BarneyRonson · 14/03/2025 10:40

There are too many people here, so employers treat us as disposable.

Decisionsdecisions1 · 14/03/2025 10:45

Keep an eye out for the Employment Rights bill - there are rumblings of changes to the law on zero hours contracts. Eg guaranteed pay for min hours, longer notice periods for shift changes etc. We are already seeing this mandated by some public sector bodies.

The so called flex offered by the methods the OP describes has decimated the job market. It’s contributed to why we now have circa 14m people living in poverty, more working people in poverty and more people in temporary housing (wages haven’t kept up with rents) than for decades. 20% of children live in poverty (at least). Thats 6 children in a class of 30.

There are a lot of critics of the ER Bill on MN - but just take a look at what has happened to wages in real terms and job security. If it’s allowed to continue that 14m will just go up and up.

Decisionsdecisions1 · 14/03/2025 10:46

And as for giving shifts out to your favourites, sounds great when it’s going in your favour but not when the supervisor stops giving you shifts because you wouldn’t meet him for a drink.

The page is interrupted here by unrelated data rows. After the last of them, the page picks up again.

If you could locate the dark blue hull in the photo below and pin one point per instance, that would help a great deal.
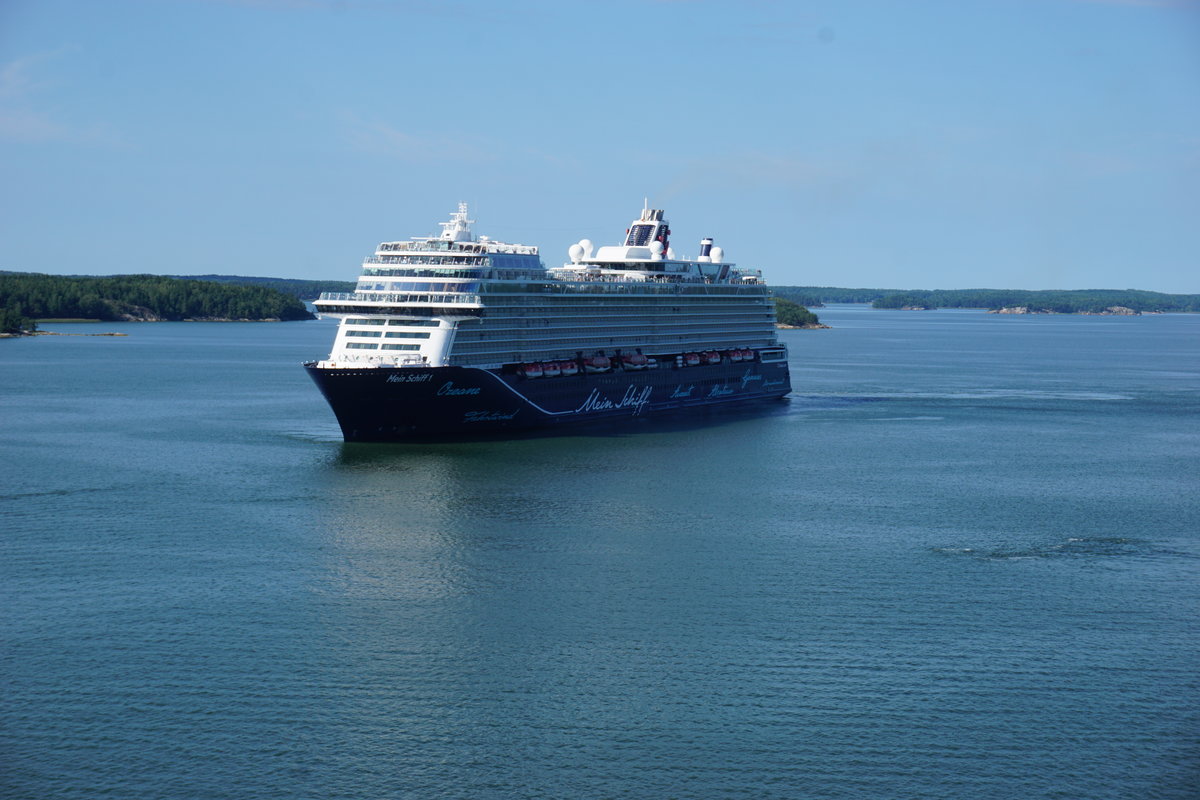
(445, 403)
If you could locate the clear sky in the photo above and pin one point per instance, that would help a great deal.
(1027, 144)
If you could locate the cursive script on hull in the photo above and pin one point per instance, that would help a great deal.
(635, 398)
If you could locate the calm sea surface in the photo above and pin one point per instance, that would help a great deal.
(963, 561)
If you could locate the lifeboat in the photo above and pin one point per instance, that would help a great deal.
(597, 364)
(634, 361)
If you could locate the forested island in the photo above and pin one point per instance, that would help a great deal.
(1079, 301)
(1059, 301)
(791, 314)
(29, 296)
(294, 287)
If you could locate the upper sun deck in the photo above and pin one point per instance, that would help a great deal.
(456, 239)
(647, 256)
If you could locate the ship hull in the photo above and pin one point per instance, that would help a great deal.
(448, 403)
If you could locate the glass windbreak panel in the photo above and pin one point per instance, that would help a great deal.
(639, 235)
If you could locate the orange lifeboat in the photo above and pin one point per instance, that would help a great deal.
(597, 364)
(634, 361)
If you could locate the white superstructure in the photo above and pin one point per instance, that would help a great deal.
(456, 300)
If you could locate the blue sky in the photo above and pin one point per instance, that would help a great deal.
(1029, 144)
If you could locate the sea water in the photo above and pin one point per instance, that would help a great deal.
(960, 561)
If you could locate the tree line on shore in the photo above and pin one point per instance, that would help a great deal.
(1077, 301)
(29, 296)
(1065, 301)
(795, 314)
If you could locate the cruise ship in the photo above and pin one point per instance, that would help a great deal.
(455, 336)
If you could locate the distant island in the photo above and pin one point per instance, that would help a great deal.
(791, 314)
(295, 287)
(29, 296)
(1015, 301)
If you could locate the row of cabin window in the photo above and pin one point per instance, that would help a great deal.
(390, 335)
(413, 323)
(372, 346)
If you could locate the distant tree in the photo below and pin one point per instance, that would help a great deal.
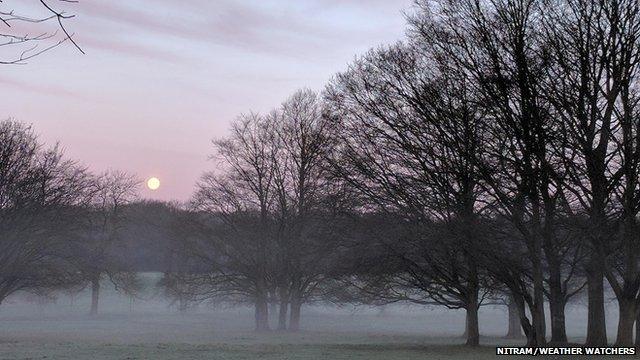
(409, 132)
(41, 193)
(303, 137)
(111, 192)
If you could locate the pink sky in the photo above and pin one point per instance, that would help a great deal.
(161, 78)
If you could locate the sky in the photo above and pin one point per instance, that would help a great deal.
(161, 78)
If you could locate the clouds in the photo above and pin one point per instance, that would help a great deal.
(160, 78)
(278, 28)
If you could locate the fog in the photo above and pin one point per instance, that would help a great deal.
(148, 326)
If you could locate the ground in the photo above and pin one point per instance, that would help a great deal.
(149, 328)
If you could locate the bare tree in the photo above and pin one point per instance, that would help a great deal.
(303, 137)
(32, 29)
(40, 194)
(111, 191)
(409, 134)
(592, 85)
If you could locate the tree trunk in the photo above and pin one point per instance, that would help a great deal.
(596, 321)
(472, 328)
(529, 330)
(294, 316)
(95, 295)
(282, 314)
(638, 331)
(262, 313)
(537, 312)
(557, 305)
(515, 329)
(626, 320)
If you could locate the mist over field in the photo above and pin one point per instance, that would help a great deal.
(150, 327)
(319, 179)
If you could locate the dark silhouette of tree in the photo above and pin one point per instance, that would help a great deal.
(29, 32)
(40, 194)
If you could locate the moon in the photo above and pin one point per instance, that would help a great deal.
(153, 183)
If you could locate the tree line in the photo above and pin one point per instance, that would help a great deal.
(492, 156)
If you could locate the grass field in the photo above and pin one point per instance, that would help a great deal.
(150, 329)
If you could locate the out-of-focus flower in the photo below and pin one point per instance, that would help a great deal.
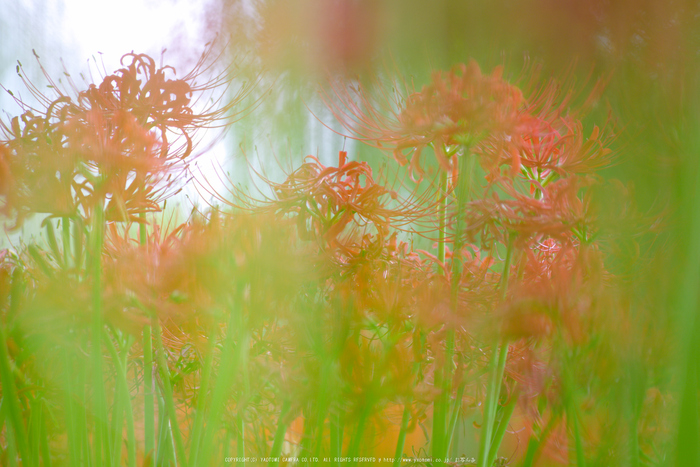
(343, 207)
(313, 37)
(460, 107)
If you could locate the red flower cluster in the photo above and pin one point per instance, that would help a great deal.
(117, 141)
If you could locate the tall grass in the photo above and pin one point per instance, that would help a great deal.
(308, 328)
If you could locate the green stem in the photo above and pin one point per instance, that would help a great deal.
(336, 436)
(398, 456)
(501, 429)
(120, 365)
(493, 391)
(234, 356)
(440, 378)
(148, 395)
(240, 442)
(354, 449)
(455, 415)
(65, 229)
(168, 396)
(100, 439)
(535, 443)
(202, 399)
(11, 399)
(148, 398)
(279, 433)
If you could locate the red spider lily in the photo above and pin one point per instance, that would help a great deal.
(563, 151)
(110, 142)
(561, 213)
(343, 207)
(460, 107)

OneMoreForLuck · 14/03/2025 14:54

Decisionsdecisions1 · 14/03/2025 10:45

Keep an eye out for the Employment Rights bill - there are rumblings of changes to the law on zero hours contracts. Eg guaranteed pay for min hours, longer notice periods for shift changes etc. We are already seeing this mandated by some public sector bodies.

The so called flex offered by the methods the OP describes has decimated the job market. It’s contributed to why we now have circa 14m people living in poverty, more working people in poverty and more people in temporary housing (wages haven’t kept up with rents) than for decades. 20% of children live in poverty (at least). Thats 6 children in a class of 30.

There are a lot of critics of the ER Bill on MN - but just take a look at what has happened to wages in real terms and job security. If it’s allowed to continue that 14m will just go up and up.

Interesting!

I do wonder how many more people would be able to work/work more if they could manage to juggle shifts with childcare, second jobs, and so on. Also people with disabilities may struggle for various reasons with ever changing shifts/short notice (especially thinking about mental health issues and neurodiversity which are big reasons behind people out of work due to disability).